Induced pluripotent stem cells can be derived from adult cells of any individual, meaning they alleviate any ethical issues that are normally associated with ES cells. Furthermore, as they are directly cultured from the cells of a donor patient, they would bypass any immunological rejection. Once again, deriving pluripotent cells that are immunologically matched to the donor would provide the best possible source of transplantable cells if needed to treat a certain disease state.

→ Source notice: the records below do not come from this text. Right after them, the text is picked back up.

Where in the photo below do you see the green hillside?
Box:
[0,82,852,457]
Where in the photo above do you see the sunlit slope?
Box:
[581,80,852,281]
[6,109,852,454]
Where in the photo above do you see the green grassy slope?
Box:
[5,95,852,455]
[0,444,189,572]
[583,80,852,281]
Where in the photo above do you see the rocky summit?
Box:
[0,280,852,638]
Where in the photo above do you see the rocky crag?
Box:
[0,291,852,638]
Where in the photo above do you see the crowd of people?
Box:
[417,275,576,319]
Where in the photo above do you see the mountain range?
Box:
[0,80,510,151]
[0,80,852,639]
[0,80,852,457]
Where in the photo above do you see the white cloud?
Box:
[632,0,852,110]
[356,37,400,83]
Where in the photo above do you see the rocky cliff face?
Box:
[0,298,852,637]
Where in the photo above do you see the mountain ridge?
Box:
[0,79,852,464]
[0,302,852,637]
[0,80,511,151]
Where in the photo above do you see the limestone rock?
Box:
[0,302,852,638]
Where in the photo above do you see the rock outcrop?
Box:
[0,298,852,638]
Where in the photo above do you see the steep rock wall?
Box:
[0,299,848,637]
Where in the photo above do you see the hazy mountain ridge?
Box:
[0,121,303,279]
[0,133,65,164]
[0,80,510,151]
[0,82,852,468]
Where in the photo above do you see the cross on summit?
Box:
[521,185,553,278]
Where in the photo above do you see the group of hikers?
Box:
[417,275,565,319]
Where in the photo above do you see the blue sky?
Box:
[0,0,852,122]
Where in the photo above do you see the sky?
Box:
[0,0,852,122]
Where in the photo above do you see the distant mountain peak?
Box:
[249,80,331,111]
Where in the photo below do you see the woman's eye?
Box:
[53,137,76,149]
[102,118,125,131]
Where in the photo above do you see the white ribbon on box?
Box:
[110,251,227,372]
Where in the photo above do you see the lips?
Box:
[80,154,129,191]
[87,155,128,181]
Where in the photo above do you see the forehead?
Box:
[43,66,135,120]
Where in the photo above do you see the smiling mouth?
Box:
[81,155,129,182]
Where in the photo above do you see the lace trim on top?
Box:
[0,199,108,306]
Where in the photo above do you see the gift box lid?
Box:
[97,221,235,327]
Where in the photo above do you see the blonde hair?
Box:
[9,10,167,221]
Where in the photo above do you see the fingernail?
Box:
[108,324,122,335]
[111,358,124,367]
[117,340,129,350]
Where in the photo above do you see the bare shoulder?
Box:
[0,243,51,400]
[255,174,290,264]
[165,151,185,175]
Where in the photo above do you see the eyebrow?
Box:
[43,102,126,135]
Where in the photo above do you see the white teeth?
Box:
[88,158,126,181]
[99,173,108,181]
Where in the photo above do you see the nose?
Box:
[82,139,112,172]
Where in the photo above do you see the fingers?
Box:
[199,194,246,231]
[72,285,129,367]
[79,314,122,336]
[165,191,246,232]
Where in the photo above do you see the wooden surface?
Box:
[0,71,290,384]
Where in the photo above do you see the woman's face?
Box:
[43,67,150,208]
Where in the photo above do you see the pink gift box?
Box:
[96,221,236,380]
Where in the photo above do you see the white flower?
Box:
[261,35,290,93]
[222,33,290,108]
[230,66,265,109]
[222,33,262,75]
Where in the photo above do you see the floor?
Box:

Nevertheless, research into whether these iPS cells will be useful in treating human diseases is very limited. This technique has only recently been discovered, so further developments in this area could still be to come. Ultimately though, these induced cells have been obtained merely by awakening the capacity of self-repair that already existed in our genes. Such an advance in technology and understanding is really proving to be beneficial in modern medicine today, and the potential for these methods to be taken even further in the near-future is still evident.
Understanding the properties of stem cell proliferation and self-renewal to embryonic development, has allowed researchers to understand the mechanism behind abnormal cell division leading to cancer. There is a lot of promising evidence in the techniques that have been discussed, however at the moment medicine is still a long way off from being able to treat and cure cancer. Different cancers are caused by different underlying mechanisms and genetic alterations; it would be unwise to say that any one method could potentially treat all types of cancers.